The following is a brief explanation of the subdirectories contained in this source tree.
ep: A library of C utility functions. This is a stripped down version of a library I wrote several years ago. If you look at the code you will see vestiges of some of the stripped out functions. I plan on cleaning this version up and releasing it again.
gdp: A library for GDP manipulation. This is the library that applications must link to access the GDP.
gdplogd: The GDP log daemon. This implements physical (on disk) logs for the GDP. The implementation is still fairly simplistic. It depends on a routing layer (currently gdp_router, in a separate repository).
services: various system services. Most of these are essential if you want a local cluster. If you are tying in to the Berkeley cluster you can just use what we run. At the moment, services are mostly cluster-specific, so setting up your own cluster will probably require hand modification of the configurations.
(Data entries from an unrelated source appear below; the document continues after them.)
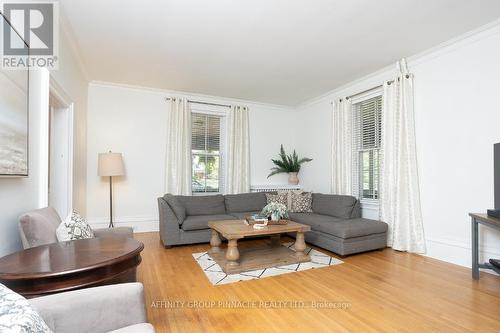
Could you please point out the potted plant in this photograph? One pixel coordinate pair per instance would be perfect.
(288, 164)
(276, 211)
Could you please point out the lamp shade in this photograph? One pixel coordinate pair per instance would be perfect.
(110, 164)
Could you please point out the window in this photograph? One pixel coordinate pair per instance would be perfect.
(367, 140)
(206, 153)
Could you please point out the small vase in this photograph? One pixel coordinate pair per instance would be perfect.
(292, 178)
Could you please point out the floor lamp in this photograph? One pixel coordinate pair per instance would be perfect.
(110, 165)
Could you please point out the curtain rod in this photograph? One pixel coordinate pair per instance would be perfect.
(205, 103)
(373, 88)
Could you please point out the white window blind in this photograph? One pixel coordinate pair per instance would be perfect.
(367, 127)
(206, 153)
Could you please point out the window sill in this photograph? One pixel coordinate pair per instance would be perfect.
(370, 204)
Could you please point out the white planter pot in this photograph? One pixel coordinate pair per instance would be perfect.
(292, 178)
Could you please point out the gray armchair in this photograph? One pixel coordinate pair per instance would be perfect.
(117, 308)
(38, 227)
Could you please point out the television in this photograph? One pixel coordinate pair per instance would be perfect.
(496, 182)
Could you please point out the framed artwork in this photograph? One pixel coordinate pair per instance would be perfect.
(14, 119)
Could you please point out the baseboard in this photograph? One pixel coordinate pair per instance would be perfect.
(458, 252)
(139, 223)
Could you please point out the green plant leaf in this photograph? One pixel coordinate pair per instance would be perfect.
(287, 163)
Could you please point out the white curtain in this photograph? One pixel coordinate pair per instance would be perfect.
(238, 151)
(342, 147)
(178, 152)
(400, 194)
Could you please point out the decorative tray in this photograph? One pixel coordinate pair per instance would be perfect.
(251, 221)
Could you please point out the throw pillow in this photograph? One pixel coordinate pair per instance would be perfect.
(280, 197)
(76, 227)
(177, 207)
(62, 233)
(301, 202)
(17, 315)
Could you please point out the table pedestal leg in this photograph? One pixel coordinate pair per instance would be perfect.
(275, 240)
(300, 244)
(232, 253)
(215, 242)
(475, 250)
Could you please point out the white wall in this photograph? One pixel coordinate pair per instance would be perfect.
(19, 195)
(131, 120)
(457, 123)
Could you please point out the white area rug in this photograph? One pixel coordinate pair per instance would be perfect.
(216, 276)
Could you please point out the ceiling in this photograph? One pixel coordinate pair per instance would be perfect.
(279, 51)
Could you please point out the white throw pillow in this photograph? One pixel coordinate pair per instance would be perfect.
(17, 315)
(74, 227)
(62, 233)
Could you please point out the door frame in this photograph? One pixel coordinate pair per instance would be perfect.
(58, 93)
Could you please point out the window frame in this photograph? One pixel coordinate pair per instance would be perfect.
(365, 202)
(222, 112)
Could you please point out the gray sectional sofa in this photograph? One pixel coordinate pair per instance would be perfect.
(335, 220)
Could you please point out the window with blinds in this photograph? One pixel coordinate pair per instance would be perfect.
(206, 153)
(367, 123)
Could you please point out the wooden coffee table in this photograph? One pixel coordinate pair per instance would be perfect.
(71, 265)
(233, 261)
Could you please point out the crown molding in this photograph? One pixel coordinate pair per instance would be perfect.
(198, 97)
(415, 60)
(69, 36)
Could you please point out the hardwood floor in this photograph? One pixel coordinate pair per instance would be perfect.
(386, 291)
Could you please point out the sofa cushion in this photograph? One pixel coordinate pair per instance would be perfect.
(203, 205)
(334, 205)
(177, 207)
(340, 227)
(74, 227)
(245, 202)
(243, 215)
(301, 202)
(38, 227)
(312, 219)
(200, 222)
(280, 197)
(137, 328)
(17, 314)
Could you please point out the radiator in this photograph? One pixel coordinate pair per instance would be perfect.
(274, 188)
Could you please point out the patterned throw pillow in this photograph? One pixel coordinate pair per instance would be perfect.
(301, 202)
(17, 315)
(280, 197)
(73, 228)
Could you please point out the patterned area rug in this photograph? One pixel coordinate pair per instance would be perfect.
(216, 276)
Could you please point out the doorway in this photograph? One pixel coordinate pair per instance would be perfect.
(60, 184)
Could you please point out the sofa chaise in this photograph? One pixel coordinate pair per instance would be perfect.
(335, 220)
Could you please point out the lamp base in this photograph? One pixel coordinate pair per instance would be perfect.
(494, 213)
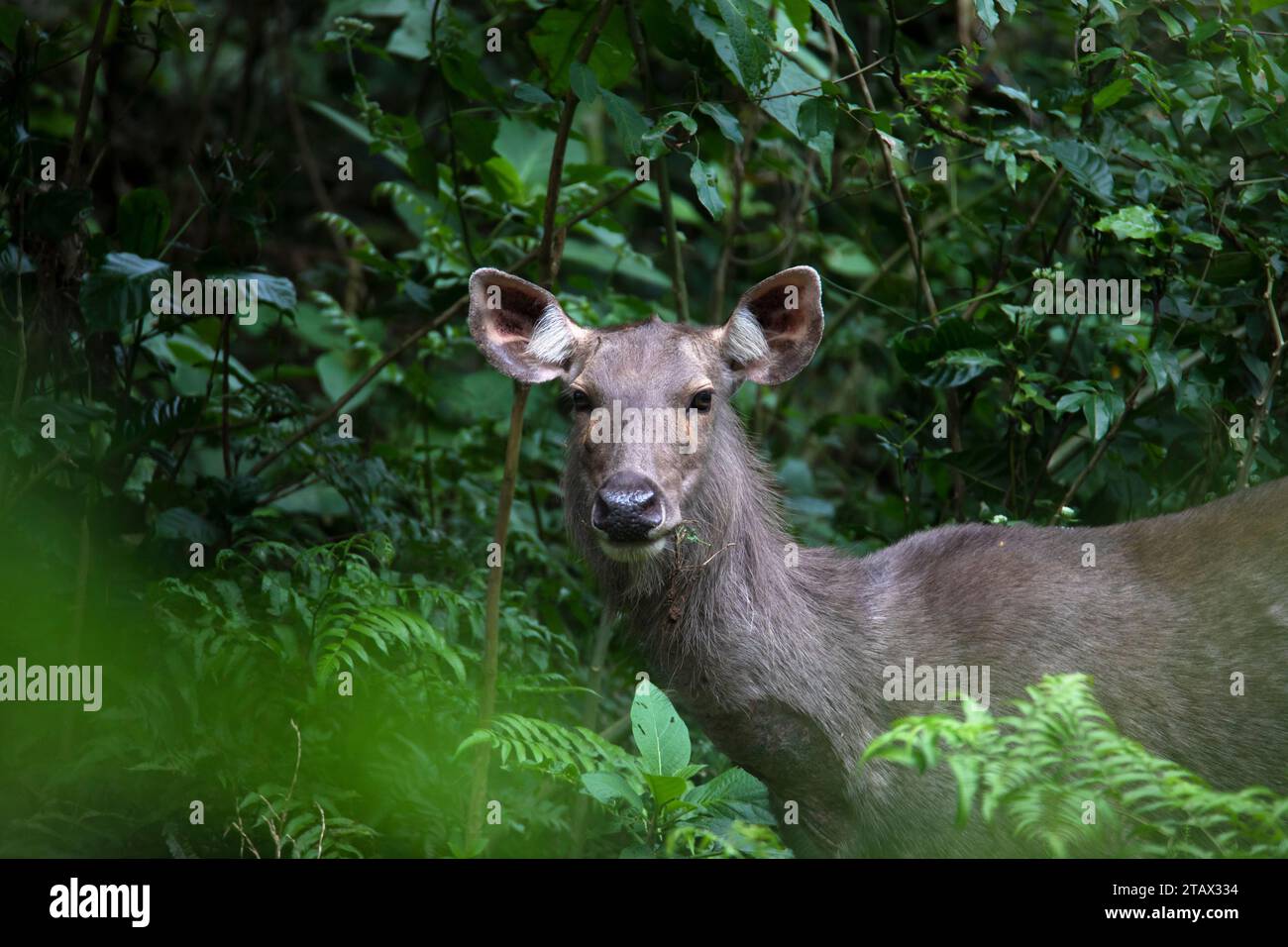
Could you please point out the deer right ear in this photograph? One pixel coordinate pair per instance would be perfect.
(776, 328)
(520, 328)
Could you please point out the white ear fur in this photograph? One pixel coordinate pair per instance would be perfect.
(743, 342)
(520, 326)
(554, 339)
(776, 328)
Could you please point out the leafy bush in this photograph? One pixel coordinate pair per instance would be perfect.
(340, 462)
(1057, 774)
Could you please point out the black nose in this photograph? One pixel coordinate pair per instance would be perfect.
(626, 508)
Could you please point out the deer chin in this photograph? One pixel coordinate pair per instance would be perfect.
(632, 552)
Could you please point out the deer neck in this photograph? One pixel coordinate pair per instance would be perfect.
(726, 591)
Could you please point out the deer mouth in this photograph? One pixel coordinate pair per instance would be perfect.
(638, 551)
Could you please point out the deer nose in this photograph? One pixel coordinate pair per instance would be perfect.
(627, 508)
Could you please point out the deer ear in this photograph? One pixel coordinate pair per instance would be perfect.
(520, 328)
(776, 328)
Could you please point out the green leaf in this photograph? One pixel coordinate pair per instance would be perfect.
(987, 13)
(825, 14)
(119, 291)
(1086, 166)
(610, 788)
(816, 128)
(55, 213)
(143, 221)
(724, 120)
(703, 178)
(558, 37)
(423, 167)
(629, 123)
(585, 86)
(1131, 223)
(1102, 410)
(752, 52)
(1209, 240)
(958, 368)
(665, 788)
(1111, 94)
(660, 733)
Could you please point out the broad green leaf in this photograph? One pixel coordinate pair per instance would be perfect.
(1111, 94)
(1086, 166)
(143, 221)
(704, 179)
(660, 733)
(610, 788)
(119, 291)
(1131, 223)
(724, 120)
(629, 123)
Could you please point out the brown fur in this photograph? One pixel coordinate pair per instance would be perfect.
(782, 664)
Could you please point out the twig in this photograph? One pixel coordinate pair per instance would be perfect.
(550, 253)
(1276, 357)
(1102, 447)
(664, 174)
(86, 97)
(326, 414)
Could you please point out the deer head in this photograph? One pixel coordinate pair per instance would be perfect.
(651, 401)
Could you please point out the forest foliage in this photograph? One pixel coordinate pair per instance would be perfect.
(339, 462)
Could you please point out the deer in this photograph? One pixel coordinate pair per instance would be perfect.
(782, 654)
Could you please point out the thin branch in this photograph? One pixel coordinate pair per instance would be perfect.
(86, 97)
(450, 312)
(550, 254)
(1276, 359)
(664, 174)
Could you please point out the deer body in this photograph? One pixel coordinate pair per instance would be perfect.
(781, 656)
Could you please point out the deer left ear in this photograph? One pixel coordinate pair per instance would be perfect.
(520, 328)
(776, 326)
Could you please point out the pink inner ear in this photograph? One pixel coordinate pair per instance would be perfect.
(515, 320)
(776, 320)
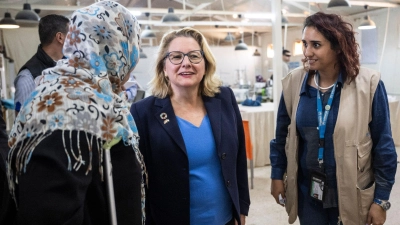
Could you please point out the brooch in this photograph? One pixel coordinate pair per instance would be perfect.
(164, 117)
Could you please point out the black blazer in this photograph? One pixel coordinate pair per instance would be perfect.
(164, 152)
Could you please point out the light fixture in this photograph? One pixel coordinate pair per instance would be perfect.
(8, 22)
(229, 37)
(241, 46)
(27, 16)
(367, 23)
(270, 51)
(258, 15)
(256, 53)
(147, 33)
(338, 3)
(142, 55)
(284, 19)
(170, 17)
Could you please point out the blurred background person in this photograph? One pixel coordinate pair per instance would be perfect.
(53, 30)
(192, 138)
(77, 111)
(285, 62)
(333, 135)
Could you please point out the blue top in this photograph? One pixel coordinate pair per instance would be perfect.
(384, 163)
(210, 202)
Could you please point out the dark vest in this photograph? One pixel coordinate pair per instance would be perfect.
(38, 63)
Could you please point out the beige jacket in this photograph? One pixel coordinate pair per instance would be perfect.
(352, 144)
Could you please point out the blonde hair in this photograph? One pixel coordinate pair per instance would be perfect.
(210, 83)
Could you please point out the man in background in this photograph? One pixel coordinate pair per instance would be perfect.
(285, 60)
(53, 30)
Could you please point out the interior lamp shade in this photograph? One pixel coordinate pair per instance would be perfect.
(241, 46)
(170, 17)
(8, 22)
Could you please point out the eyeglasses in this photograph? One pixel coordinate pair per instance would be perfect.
(176, 57)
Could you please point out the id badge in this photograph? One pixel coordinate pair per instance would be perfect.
(318, 183)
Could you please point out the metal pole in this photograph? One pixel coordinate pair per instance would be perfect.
(110, 186)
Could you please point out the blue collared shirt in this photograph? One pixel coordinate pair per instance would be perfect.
(383, 149)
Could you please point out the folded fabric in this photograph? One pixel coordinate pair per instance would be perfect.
(249, 102)
(8, 103)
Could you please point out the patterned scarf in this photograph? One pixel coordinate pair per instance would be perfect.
(83, 92)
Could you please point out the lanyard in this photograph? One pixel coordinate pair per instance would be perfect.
(322, 121)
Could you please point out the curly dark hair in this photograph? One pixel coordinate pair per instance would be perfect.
(341, 36)
(50, 25)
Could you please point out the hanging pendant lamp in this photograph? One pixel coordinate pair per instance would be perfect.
(8, 22)
(229, 37)
(142, 55)
(241, 46)
(367, 23)
(147, 33)
(170, 17)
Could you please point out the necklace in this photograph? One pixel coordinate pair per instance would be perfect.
(322, 88)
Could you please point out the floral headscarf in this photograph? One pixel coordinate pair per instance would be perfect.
(83, 92)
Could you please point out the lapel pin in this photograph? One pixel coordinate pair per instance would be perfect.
(163, 116)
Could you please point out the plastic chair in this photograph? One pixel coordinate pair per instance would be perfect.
(249, 150)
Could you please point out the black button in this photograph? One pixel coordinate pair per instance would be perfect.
(223, 155)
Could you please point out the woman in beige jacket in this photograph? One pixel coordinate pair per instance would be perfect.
(333, 144)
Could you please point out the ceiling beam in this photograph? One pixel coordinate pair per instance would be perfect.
(359, 3)
(299, 6)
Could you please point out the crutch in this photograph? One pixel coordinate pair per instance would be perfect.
(109, 179)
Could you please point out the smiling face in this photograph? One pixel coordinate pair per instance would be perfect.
(318, 51)
(186, 75)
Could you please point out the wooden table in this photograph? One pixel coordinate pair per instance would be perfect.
(261, 125)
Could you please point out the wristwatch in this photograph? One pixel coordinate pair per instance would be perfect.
(382, 203)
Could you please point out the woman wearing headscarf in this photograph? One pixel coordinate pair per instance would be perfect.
(55, 165)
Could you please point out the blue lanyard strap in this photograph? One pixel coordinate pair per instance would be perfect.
(322, 119)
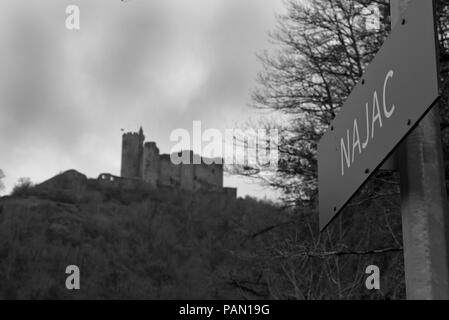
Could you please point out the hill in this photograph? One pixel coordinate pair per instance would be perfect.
(130, 243)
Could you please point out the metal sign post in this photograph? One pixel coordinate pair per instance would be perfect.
(423, 200)
(396, 91)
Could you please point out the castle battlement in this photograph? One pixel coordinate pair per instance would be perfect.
(142, 160)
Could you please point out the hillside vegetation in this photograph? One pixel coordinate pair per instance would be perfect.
(148, 244)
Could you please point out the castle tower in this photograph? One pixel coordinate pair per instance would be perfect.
(132, 154)
(151, 166)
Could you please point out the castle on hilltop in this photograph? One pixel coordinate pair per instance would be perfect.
(142, 161)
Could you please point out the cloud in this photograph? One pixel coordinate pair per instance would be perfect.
(65, 95)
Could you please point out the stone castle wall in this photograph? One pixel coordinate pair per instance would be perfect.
(144, 161)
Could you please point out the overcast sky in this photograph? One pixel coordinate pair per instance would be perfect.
(66, 95)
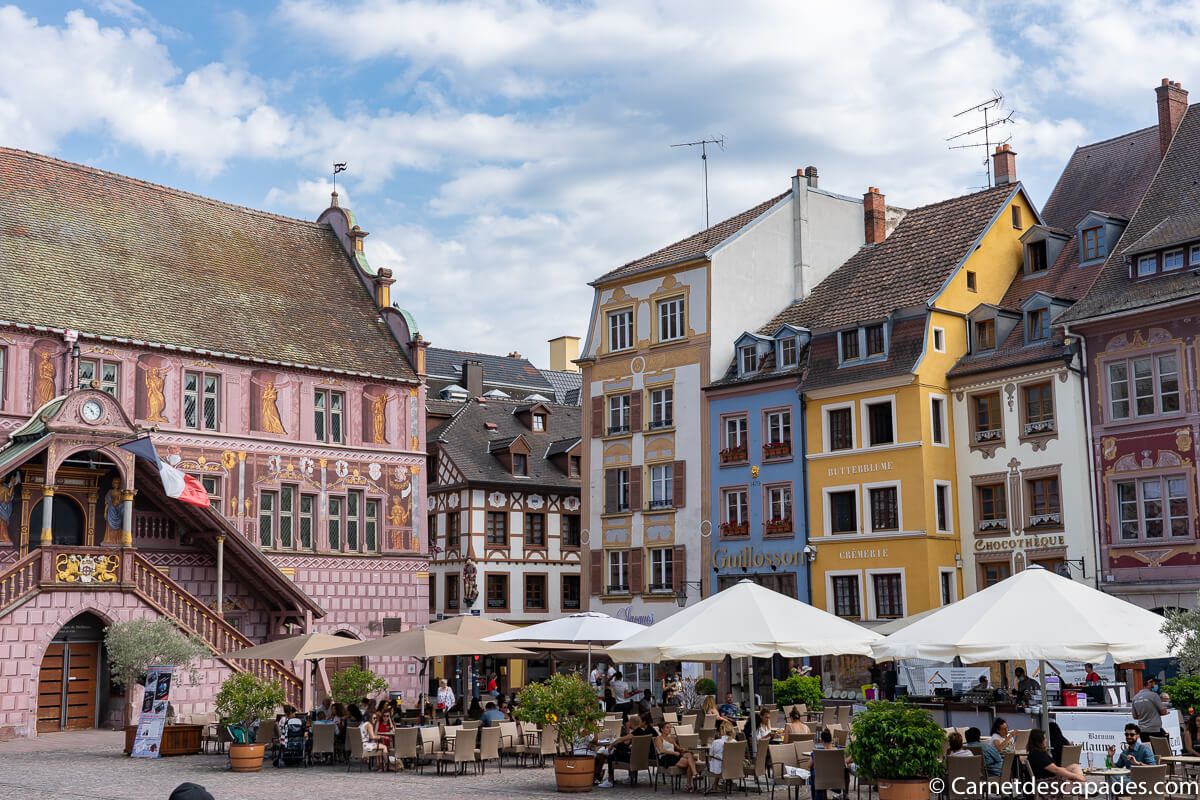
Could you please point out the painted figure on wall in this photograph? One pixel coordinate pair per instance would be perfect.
(43, 390)
(379, 420)
(156, 394)
(270, 410)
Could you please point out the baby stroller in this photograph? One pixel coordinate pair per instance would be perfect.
(292, 747)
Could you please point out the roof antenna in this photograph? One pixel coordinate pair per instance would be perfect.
(994, 103)
(703, 157)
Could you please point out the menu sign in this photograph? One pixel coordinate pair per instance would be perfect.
(155, 701)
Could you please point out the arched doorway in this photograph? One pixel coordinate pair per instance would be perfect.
(69, 680)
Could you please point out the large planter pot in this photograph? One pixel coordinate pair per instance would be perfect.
(246, 758)
(574, 773)
(910, 789)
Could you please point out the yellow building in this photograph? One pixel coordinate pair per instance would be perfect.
(887, 326)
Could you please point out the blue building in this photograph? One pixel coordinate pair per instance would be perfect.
(757, 465)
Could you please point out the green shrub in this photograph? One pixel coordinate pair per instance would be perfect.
(897, 741)
(799, 689)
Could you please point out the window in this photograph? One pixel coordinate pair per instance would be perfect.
(571, 593)
(885, 506)
(571, 529)
(843, 512)
(661, 483)
(1156, 386)
(879, 421)
(618, 571)
(267, 518)
(985, 334)
(849, 346)
(618, 414)
(1093, 244)
(888, 594)
(845, 595)
(661, 408)
(535, 593)
(993, 511)
(875, 341)
(101, 374)
(1044, 509)
(202, 400)
(1036, 257)
(748, 356)
(942, 506)
(1037, 324)
(497, 529)
(334, 524)
(535, 529)
(789, 353)
(1153, 507)
(671, 319)
(661, 569)
(621, 330)
(497, 591)
(328, 415)
(841, 428)
(1038, 402)
(937, 420)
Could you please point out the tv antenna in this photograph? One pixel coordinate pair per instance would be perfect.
(991, 106)
(703, 157)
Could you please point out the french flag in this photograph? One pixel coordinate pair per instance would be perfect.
(175, 482)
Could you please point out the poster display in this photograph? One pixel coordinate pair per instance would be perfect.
(155, 701)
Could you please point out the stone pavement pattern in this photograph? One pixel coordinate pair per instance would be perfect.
(90, 765)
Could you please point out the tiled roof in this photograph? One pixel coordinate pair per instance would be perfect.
(905, 270)
(102, 253)
(694, 246)
(1174, 199)
(466, 438)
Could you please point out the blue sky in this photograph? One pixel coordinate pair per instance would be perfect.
(503, 154)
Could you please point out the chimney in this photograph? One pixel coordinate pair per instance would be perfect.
(875, 216)
(563, 353)
(383, 282)
(473, 378)
(1005, 164)
(1173, 103)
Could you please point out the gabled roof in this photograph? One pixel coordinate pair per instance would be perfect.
(112, 256)
(906, 269)
(694, 246)
(1173, 200)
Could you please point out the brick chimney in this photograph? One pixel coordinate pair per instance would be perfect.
(875, 216)
(1173, 103)
(1005, 164)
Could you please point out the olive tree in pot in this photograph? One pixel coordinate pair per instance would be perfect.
(898, 746)
(244, 698)
(567, 707)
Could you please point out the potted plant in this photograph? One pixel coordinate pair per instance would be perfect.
(570, 704)
(136, 645)
(244, 698)
(899, 747)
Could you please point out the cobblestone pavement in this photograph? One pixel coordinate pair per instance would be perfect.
(90, 765)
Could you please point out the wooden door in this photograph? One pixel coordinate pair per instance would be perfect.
(66, 686)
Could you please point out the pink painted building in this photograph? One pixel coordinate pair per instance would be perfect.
(263, 355)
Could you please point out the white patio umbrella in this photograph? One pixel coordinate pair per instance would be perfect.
(1035, 614)
(747, 620)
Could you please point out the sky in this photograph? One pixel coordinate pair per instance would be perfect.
(504, 154)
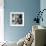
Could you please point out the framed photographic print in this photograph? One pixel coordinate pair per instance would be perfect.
(16, 18)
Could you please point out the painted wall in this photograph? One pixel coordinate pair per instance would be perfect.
(43, 6)
(29, 7)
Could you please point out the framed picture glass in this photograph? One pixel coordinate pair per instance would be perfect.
(16, 18)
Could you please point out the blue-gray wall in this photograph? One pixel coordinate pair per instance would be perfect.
(43, 6)
(29, 7)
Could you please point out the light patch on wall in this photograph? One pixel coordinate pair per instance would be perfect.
(16, 18)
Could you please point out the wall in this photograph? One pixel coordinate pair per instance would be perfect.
(43, 6)
(29, 7)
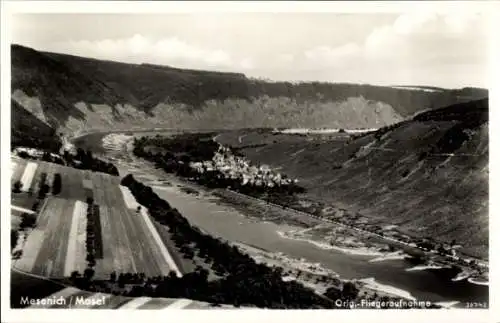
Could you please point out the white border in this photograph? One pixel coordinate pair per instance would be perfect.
(10, 7)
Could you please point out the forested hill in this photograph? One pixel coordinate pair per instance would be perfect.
(75, 93)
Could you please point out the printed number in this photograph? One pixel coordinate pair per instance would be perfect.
(476, 305)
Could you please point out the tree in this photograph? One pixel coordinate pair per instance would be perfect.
(349, 291)
(88, 273)
(17, 187)
(13, 239)
(74, 275)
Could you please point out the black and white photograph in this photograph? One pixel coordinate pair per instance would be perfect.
(247, 159)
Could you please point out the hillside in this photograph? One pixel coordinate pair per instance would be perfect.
(427, 175)
(29, 131)
(74, 94)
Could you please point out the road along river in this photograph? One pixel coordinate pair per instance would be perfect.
(218, 219)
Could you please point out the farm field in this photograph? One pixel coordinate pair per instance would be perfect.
(128, 245)
(56, 245)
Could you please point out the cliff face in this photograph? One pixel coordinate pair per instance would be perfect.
(74, 94)
(428, 175)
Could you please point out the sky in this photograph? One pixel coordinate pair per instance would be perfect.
(418, 48)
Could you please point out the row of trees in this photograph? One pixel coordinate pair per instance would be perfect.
(243, 282)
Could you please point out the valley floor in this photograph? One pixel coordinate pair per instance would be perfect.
(345, 241)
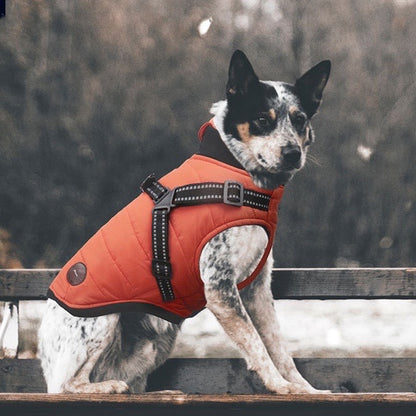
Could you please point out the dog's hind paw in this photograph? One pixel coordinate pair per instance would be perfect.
(103, 387)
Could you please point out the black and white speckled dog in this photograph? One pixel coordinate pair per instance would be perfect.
(266, 127)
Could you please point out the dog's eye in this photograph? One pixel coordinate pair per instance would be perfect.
(262, 122)
(298, 120)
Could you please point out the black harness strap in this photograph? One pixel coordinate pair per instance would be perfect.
(230, 193)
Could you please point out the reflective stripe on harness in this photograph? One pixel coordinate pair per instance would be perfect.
(230, 193)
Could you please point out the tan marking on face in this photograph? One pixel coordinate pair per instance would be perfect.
(244, 132)
(272, 114)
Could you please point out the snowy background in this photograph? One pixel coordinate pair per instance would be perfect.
(356, 328)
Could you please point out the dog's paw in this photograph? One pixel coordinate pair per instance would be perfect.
(296, 388)
(103, 387)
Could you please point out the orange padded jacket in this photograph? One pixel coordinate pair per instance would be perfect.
(112, 271)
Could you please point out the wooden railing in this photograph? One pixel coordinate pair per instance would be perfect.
(224, 385)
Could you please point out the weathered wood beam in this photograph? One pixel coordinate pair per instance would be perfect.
(220, 376)
(360, 283)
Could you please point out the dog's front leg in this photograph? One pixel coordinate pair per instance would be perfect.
(258, 300)
(223, 263)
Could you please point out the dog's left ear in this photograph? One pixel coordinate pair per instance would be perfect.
(241, 75)
(310, 86)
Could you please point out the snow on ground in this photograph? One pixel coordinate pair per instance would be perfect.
(311, 328)
(318, 329)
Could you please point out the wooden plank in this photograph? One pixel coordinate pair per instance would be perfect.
(353, 283)
(182, 404)
(25, 284)
(219, 376)
(358, 283)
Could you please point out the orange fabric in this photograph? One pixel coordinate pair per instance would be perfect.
(118, 257)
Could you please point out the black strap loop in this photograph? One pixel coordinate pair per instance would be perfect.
(230, 193)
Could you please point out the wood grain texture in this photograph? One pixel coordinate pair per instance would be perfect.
(360, 283)
(354, 283)
(219, 376)
(182, 404)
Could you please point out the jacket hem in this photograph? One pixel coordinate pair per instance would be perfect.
(92, 312)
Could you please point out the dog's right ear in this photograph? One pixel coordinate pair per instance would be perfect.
(241, 76)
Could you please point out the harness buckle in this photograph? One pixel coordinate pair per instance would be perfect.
(161, 269)
(233, 198)
(166, 202)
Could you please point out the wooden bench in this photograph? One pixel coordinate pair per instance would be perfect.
(362, 385)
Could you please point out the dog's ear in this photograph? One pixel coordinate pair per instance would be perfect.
(241, 76)
(309, 86)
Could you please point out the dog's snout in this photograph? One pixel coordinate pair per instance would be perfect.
(292, 155)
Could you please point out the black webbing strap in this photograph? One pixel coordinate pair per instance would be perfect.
(229, 192)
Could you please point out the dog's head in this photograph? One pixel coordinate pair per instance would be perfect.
(266, 124)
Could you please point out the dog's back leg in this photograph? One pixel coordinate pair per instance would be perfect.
(225, 260)
(258, 300)
(69, 348)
services/gdp-ribd: The GDP routing information base daemon. Accepts router network adjacency updates (derived from GDP advertisements and withdrawals), maintains a network graph, and responds to router next hop queries. All adjacencies are pairs of GDPnames (256-bit binary numbers). The gdp-ribd is an interim solution which facilitated development of the new GDP v2 new router, thus one should expect the implementation will be replaced in part or whole in the future.
services/log-creation: log creation assistant. Accepts a log creation request generated by an application and selects a destination log server to host the log. Also updates the Human-Oriented Name to GDPname Directory (HONGD) based on log metadata. Curently fairly simplistic, and must be configured for each GDP cluster.
apps: application programs. At the moment these include both user-oriented applications (which normally live in
/usr/bin) and administrator-specific programs (which normally live in
/usr/sbin). These should be better segregated.
test: test programs. At the moment somewhat random. It should include more comprehensive suites.
doc: Some documentation, woefully incomplete. None the less, please look here first. We are constantly striving to improve it. Also see https://gdp.cs.berkeley.edu for more up-to-date detail.
examples: Some example programs, intended be usable as tutorials. These are mostly not up to date, but may still be useful.
lang: sub-directories with language-specific application programs and supporting code.
lang/java: Java-specific apps and libraries.
lang/python: Python-specific apps and libraries. See the associated README file for details.
scgilib: An updated version of the SCGI code from
http://www.xamuel.com/scgilib/. SCGI permits a web server to access outside programs by opening a socket in a manner much more efficient than basic CGI fork/exec. This is only used for the 'apps/gdp-rest.c` GDP RESTful server.